Огненная птица
По смутному небу скользнула тень…
Дворик под балконом утопал в осенней листве. С пятого этажа было не различить ни деревьев, ни асфальта, ни детской площадки. Внизу бушевало пестрое море. Шепчущие волны вздымались и опадали, листья брызгами ложились на подоконники. Когда ветер крепчал, поднимались огромные валы – и скрывали целиком дома из серого кирпича, их угрюмые окна и темные крыши.
Девочка, стоящая на балконе, не отрывала взгляда от небес. Перила были для нее высоки. Чтобы смотреть как следует, приходилось чуточку подтягиваться. Можно еще было просунуть голову сквозь решетку, но мама ей запретила. Сказала, что это опасно, что она беспокоится. И папа тоже беспокоился бы, если был бы здесь.
Конечно, если высунуться и крепко держаться за прутья, то ничего опасного нет. Она бы так и сделала. Вот только там, в небе, был папа. Он все видел, и огорчать его не хотелось.
Давным-давно, летом, он открыл ей тайну.
– Посмотри наверх, – сказал он тогда. Она подняла глаза – и увидела голубые просторы, по которым плыли сахарные облака, а в самом уголке – желтое солнце.
– Тебе нравится небо?
Девочка повертела так и сяк головой, распахнула глаза пошире, впуская в них беспредельную голубизну, и ответила:
– Да!
Папа улыбнулся. В тот день он много улыбался.
– Вот и правильно. На свете ничего красивей нет… – проговорил он как-то странно, будто знал что-то ужасно важное, но жадничал и никому не хотел об этом рассказывать.
Девочка только-только хотела обидеться, как он вдруг повернул голову и подмигнул ей. Словно солнечный зайчик прыгнул с папиных ресниц на ее ресницы, прыгнул и запутался. И теперь смешно барахтался, щекоча ей веки.
– А спорим, ты не знаешь мой самый большой секрет? – рассмеялся папа.
Девочка была озадачена. Какие секреты могли быть у папы – такого большого, но от головы до пяток
– Ну не знаешь ведь? – все смеялся папа. – Давай признавайся, а то солнышко головушку напечет, пока ты тут притворяешься.
– Не-а, – призналась она.
Тогда папа нагнулся и шепнул ей на ушко:
– Я умею летать!
Она отстранилась, уставилась на него – сначала с испугом, потом с восторгом и, наконец, с недоверчивостью:
– А где у тебя крылья? У птичек есть крылья, а у тебя нет.
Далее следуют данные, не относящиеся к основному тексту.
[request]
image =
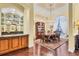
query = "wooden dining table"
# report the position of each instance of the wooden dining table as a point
(53, 47)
Папа выпрямился, потянулся. На миг показалось, что он и вправду расправит крылья и взмоет к облакам. Но этого не случилось, он сказал только:
– Да нет у меня никаких крыльев, глупенькая. Люди летать не умеют. Ну сами по себе. А вот верхом на ком-нибудь можно. Вот и у меня есть птица. Слушается она только меня. Большая-пребольшая, у нее сильные крылья, и дышит она огнем. А я сижу на ней и говорю, что ей делать, и вместе мы запросто летаем по небу. Как ты по земле бегаешь.
– А тебе не больно, она ведь жжется?
– Конечно, нет! Зачем она мне будет делать больно? Мы с ней большие друзья. Почти как с тобой!
Папа поднял ее, посадил на плечи, и оба они теперь смотрели в небо. Облака собирались в кучки и снова разбегались, уступая дорогу ярким весенним лучам. Наверху, думала девочка, свежо и прохладно, не то что здесь, посреди пыльной улицы.
– Возьми меня туда!
– Возьму, но не сейчас.
– А когда?
– Подрасти чуток. Ты же у меня совсем еще маленькая. А маленьким на птицу нельзя.
– Я большая!
– Ну прям уж! – расхохотался папа. – Даже больше меня?
– Да! – Она вскинула руки в воздух и так заерзала, что чуть не свалилась с папиных плеч. – Больше! И выше! Видишь? Не дотянешься!
– Ах, вот как?
Она вдруг очутилась в воздухе – папа под ней исчез, как шарик одуванчика, когда на него дуют. Взвизгнув, она понеслась вниз… в чьи-то сильные ручищи. Конечно, папины. Он заливался смехом.
– Так вот ты, оказывается, какая смелая! Что ж визжишь-то, большая? С неба побольней падать будет, если на птице не удержишься. А ловить тебя кто будет? Ты уж потерпи немножко, доча. Потом вместе полетим, слово тебе даю.